Goodtables can't handle S3 objects with spaces loaded from datapackage
Closed this issue · 4 comments
cschloer commented
Overview
Try to run Goodtables through a datapackage, where the resources paths are S3 objects. I'm consistently running into issues when there are spaces in the object key.
Example datapackage:
{
'bcodmo:': {
'dataManager': {
'name': '',
'orcid': ''
},
'submissionId': '1814285110495019634'
},
'bytes': 812,
'count_of_rows': 8,
'dump_bucket': 'laminar-results',
'dump_path': '41a4d656-191e-11eb-b364-b587e408effe/',
'hash': 'f002329fe5c4081b7271da7cfee9729e',
'profile': 'data-package',
'resources': [{
'bytes': 812,
'dialect': {
'delimiter': ',',
'doubleQuote': True,
'lineTerminator': '\r\n',
'quoteChar': '"',
'skipInitialSpace': False
},
'dpp:streaming': True,
'encoding': 'utf-8',
'format': 'csv',
'hash': 'dc065f16af38d3d78b41b523e67c07b4',
'mediatype': 'text/csv',
'name': 'new resource',
'path': 's3://laminar-results/41a4d656-191e-11eb-b364-b587e408effe/new resource.csv',
'profile': 'data-resource',
'schema': {
'fields': [{
'format': 'default',
'name': 'col1',
'type': 'string'
}, {
'format': 'default',
'name': 'col2',
'type': 'string'
}, {
'format': 'default',
'name': 'col3',
'type': 'string'
}, {
'format': 'default',
'name': 'col4',
'type': 'string'
}, {
'name': 'path_name',
'type': 'string'
}],
'missingValues': ['', 'nd']
}
}]
}
It does not work if a url encode the URL (using the tabulator.helpers functions 'requote_uri').

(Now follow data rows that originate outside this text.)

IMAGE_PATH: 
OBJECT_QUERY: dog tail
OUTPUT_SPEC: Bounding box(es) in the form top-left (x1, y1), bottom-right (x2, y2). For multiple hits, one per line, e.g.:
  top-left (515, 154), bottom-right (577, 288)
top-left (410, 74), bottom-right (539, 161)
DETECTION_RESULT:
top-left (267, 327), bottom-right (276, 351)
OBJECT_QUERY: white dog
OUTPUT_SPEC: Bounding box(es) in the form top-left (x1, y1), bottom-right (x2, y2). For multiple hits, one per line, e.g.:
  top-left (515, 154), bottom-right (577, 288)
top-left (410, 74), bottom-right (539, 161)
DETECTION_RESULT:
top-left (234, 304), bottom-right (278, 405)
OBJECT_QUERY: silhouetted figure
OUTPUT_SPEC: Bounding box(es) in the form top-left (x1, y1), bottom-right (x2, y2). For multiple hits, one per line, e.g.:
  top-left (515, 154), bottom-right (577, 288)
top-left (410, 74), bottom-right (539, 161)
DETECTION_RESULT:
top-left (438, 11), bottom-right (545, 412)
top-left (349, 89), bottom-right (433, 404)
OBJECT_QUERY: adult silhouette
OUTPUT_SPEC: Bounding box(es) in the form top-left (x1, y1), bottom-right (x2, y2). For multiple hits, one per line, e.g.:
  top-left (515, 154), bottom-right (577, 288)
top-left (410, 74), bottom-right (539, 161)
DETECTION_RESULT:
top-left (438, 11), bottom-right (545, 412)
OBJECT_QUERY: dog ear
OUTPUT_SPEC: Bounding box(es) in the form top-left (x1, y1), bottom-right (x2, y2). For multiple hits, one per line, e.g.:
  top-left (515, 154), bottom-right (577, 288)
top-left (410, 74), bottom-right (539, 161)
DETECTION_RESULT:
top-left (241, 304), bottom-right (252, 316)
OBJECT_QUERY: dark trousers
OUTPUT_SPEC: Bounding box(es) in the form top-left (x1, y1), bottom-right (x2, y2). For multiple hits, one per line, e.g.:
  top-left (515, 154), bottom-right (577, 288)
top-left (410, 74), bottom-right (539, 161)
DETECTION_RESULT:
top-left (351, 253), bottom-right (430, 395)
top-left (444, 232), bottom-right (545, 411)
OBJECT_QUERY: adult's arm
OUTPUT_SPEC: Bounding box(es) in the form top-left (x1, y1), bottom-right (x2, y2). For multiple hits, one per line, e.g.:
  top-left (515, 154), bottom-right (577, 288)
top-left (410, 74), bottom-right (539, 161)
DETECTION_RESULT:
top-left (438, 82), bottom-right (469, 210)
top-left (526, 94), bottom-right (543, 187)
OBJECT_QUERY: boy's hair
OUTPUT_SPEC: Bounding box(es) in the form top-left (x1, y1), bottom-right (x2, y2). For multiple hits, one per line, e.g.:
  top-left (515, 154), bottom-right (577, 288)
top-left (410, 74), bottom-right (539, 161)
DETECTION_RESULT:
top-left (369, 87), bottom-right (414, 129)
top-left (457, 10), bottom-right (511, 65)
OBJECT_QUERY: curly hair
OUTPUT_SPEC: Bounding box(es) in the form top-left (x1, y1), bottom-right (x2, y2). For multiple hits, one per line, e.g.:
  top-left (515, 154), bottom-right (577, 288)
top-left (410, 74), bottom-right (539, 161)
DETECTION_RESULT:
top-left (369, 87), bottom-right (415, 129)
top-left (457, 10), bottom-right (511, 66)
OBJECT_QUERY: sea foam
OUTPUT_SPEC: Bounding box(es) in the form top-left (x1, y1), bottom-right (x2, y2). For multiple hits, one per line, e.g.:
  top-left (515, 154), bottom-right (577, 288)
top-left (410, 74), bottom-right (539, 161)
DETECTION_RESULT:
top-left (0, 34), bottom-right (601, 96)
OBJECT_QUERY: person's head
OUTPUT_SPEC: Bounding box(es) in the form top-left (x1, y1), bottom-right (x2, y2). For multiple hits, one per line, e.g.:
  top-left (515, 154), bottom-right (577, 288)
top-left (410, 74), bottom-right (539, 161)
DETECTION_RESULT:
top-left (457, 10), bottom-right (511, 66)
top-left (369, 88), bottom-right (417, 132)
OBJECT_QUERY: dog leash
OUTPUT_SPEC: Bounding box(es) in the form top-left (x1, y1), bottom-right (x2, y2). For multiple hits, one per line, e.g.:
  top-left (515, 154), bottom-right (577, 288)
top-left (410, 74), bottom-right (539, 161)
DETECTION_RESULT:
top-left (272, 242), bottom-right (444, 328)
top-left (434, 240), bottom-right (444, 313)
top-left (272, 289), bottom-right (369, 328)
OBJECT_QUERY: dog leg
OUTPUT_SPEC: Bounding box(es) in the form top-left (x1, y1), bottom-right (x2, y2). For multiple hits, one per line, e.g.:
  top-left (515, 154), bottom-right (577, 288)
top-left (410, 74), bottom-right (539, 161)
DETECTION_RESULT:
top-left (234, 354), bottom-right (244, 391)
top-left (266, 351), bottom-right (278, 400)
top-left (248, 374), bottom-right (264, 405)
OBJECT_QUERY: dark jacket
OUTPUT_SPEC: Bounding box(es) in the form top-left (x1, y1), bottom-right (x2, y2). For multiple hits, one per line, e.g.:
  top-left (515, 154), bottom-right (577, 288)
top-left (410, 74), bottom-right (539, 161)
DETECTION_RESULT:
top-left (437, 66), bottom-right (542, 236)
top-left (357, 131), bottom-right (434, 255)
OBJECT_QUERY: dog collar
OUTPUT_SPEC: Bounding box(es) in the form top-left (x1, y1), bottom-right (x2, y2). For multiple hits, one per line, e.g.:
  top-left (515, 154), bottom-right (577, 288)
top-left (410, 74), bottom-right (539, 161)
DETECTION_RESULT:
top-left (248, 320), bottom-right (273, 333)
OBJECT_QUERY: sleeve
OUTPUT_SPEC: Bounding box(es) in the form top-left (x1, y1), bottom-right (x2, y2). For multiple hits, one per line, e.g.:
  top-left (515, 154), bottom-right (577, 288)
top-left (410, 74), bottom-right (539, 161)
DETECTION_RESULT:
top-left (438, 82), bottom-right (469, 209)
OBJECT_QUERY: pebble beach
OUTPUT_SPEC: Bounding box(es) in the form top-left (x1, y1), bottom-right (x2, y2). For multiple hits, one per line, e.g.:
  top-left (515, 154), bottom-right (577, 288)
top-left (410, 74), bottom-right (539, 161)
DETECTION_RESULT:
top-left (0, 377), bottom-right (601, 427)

It does work if I change the object name to new_resource.csv.
Please preserve this line to notify @roll (lead of this repository)
cschloer commented
To be clear the resulting report looks like:
{
"report": {
"time": 0.843,
"valid": false,
"error-count": 1,
"table-count": 1,
"tables": [
{
"datapackage": "{\"bcodmo:\": {\"dataManager\": {\"name\": \"\", \"orcid\": \"\"}, \"submissionId\": \"1814285110495019634\"}, \"bytes\": 812, \"count_of_rows\": 8, \"dump_bucket\": \"laminar-results\", \"dump_path\": \"41a4d656-191e-11eb-b364-b587e408effe/\", \"hash\": \"f002329fe5c4081b7271da7cfee9729e\", \"profile\": \"data-package\", \"resources\": [{\"bytes\": 812, \"dialect\": {\"delimiter\": \",\", \"doubleQuote\": true, \"lineTerminator\": \"\\r\\n\", \"quoteChar\": \"\\\"\", \"skipInitialSpace\": false}, \"dpp:streaming\": true, \"encoding\": \"utf-8\", \"format\": \"csv\", \"hash\": \"dc065f16af38d3d78b41b523e67c07b4\", \"mediatype\": \"text/csv\", \"name\": \"new resource\", \"path\": \"s3://laminar-results/41a4d656-191e-11eb-b364-b587e408effe/new%20resource.csv\", \"profile\": \"data-resource\", \"schema\": {\"fields\": [{\"format\": \"default\", \"name\": \"col1\", \"type\": \"string\"}, {\"format\": \"default\", \"name\": \"col2\", \"type\": \"string\"}, {\"format\": \"default\", \"name\": \"col3\", \"type\": \"string\"}, {\"format\": \"default\", \"name\": \"col4\", \"type\": \"string\"}, {\"name\": \"path_name\", \"type\": \"string\"}], \"missingValues\": [\"\", \"nd\"]}}]}",
"resource-name": "new resource",
"time": 0.832,
"valid": false,
"error-count": 1,
"row-count": 0,
"source": "s3://laminar-results/41a4d656-191e-11eb-b364-b587e408effe/new resource.csv",
"scheme": "inline",
"format": "inline",
"encoding": "no",
"schema": "table-schema",
"errors": [
{
"code": "source-error",
"message": "An error occurred (NoSuchKey) when calling the GetObject operation: The specified key does not exist.",
"message-data": {}
}
]
}
],
"warnings": [],
"preset": "datapackage"
}
}
cschloer commented
Sorry, this is actually a goodtables-py repo issue, not goodtables-ui. @roll how do you want me to handle this? I haven't migrated to frictionless-py (need to wait for dataflows to update dependency), but the goodtables-py repo no longer exists.